KEWEENAW — White–nose syndrome continues to decimate the bat population in the Upper Peninsula. ABC 10’s Rick Allen has more on what experts are saying you can do to help.
It’s now the third year since White Nose Syndrome first started killing bats in the Upper Peninsula. The hundreds of abandoned mines in the Western U.P. make a terrific habitat for many species of bats as well as fertile ground for the spread of the disease.
DNR Wildlife Biologist John DePue said, “While the bats are in hibernation in the mines and caves, there are these ideal conditions to grow fungus, which are ideal for bats, too—about 40 degrees and high relative humidity, and the fungus, when it’s attacking the tissues, makes the bats wake up, or arouse, more frequently than they would typically.”

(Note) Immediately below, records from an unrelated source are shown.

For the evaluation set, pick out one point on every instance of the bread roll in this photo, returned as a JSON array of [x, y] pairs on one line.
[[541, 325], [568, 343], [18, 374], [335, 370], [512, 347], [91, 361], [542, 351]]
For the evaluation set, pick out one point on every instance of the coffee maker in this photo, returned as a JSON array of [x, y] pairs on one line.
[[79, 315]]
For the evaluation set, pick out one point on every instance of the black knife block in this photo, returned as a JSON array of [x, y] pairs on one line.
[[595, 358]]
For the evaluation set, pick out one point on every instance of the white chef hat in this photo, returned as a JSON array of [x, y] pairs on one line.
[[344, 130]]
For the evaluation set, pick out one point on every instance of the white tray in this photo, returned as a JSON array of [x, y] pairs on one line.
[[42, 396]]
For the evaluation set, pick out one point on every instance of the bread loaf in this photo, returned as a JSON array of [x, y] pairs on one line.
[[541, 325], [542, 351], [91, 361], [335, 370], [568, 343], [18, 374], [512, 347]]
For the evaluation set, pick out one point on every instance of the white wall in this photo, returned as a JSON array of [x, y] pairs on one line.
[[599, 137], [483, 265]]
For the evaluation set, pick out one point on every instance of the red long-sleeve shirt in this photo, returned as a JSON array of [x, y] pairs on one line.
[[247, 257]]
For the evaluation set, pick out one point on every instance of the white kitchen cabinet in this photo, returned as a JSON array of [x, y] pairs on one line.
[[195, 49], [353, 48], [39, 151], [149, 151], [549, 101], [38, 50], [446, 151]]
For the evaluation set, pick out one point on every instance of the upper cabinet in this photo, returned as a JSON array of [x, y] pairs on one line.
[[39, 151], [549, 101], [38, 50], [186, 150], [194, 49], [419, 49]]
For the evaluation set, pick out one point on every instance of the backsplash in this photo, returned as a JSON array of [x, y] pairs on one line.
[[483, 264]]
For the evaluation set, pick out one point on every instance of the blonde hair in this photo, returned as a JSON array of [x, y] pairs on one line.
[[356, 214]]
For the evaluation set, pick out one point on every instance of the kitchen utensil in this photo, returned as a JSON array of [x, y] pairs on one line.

Many people have noticed that there are bats already flying around in a desperate search for food. Many won’t find enough and will die.
The DNR is taking whatever steps they can to protect the bats including working on a treatment they hope will be ready to begin administering by this fall.
In the meantime, they have information available on what to do if you find dead bats and what you can do if you find them living on your property.
DePue said, “If you can, you’ve likely had these bats in your structure for a long time. They probably didn’t just show up this year. If you can tolerate it for a few more months and just do the exclusion work at the end of the summer, that’d be great.”
At the end of the summer season, any pups the bats may have had should be strong enough to survive on their own.